Contemporary Examples
The collapse of the Soviet Union (1991) and the market reforms of China from 1978 onward eliminated the two largest command economies. Today fully command economies are rare:
- North Korea — the most thoroughgoing remaining command economy; the state owns virtually all productive assets; prices are administratively set; a formal rationing system (Public Distribution System) allocates food; persistent economic failure and food shortages have coexisted with a nuclear weapons programme.
- Cuba — maintains a predominantly state-owned economy with central planning of major sectors; economic reforms since the 2010s have cautiously expanded private enterprise in services and small business; the economy faces chronic shortages amplified by US sanctions.
- Eritrea — an isolated one-party state with extensive state direction of the economy, mandatory national service providing labour, and minimal private sector.
Former command economies that have transitioned to varying degrees of market economy:
- Russia — underwent "shock therapy" transition in the 1990s, privatizing state enterprises rapidly and chaotically; the result was deep depression, massive inequality, and the rise of oligarchic capitalism; now a mixed economy with significant state ownership in strategic sectors.
- China — gradual market reform from 1978 (Deng Xiaoping's "reform and opening up") retained state ownership of major enterprises and Communist Party political control while allowing private enterprise, market pricing, and foreign investment to expand; the result has been the most rapid sustained economic growth in history.
- Eastern European countries — Poland, Czech Republic, Hungary, and others transitioned to market economies in the 1990s with varying degrees of success.
Compared to Related Systems
Command economies are at the opposite pole from market economies: prices and profit, rather than central planners, coordinate production in market systems. Mixed economies combine elements of both — using market mechanisms for most production while having government provide public goods, regulate markets, and redistribute income. Traditional economies also lack market price coordination but are governed by custom and kinship rather than state planning.
Criticism
Command economies have been subjected to devastating critiques from multiple directions. The "socialist calculation debate," initiated by Ludwig von Mises (1920) and elaborated by Friedrich Hayek, argued that central planning is informationally impossible: the knowledge required to allocate resources efficiently is dispersed across millions of individuals and embedded in local, tacit, and rapidly changing form that no central authority can collect, process, and act upon. The price system in market economies aggregates and transmits this dispersed information automatically; planners have no equivalent mechanism.

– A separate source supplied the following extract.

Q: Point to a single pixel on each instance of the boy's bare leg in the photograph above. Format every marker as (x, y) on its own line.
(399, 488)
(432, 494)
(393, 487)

The empirical record strongly supports these theoretical critiques. Soviet growth rates decelerated steadily from the 1960s onward; consumer goods were chronically poor quality and scarce; technological innovation in civilian sectors stagnated; agricultural productivity remained far below Western levels despite (or because of) collectivization; environmental devastation — the Aral Sea desiccation, Chernobyl, massive industrial pollution — proceeded without the market feedback that makes pollution costly to producers. The catastrophic famines produced by forced collectivization in the USSR, China, and Cambodia represent perhaps the most severe indictment — tens of millions died as a direct consequence of planning ideology applied to agriculture.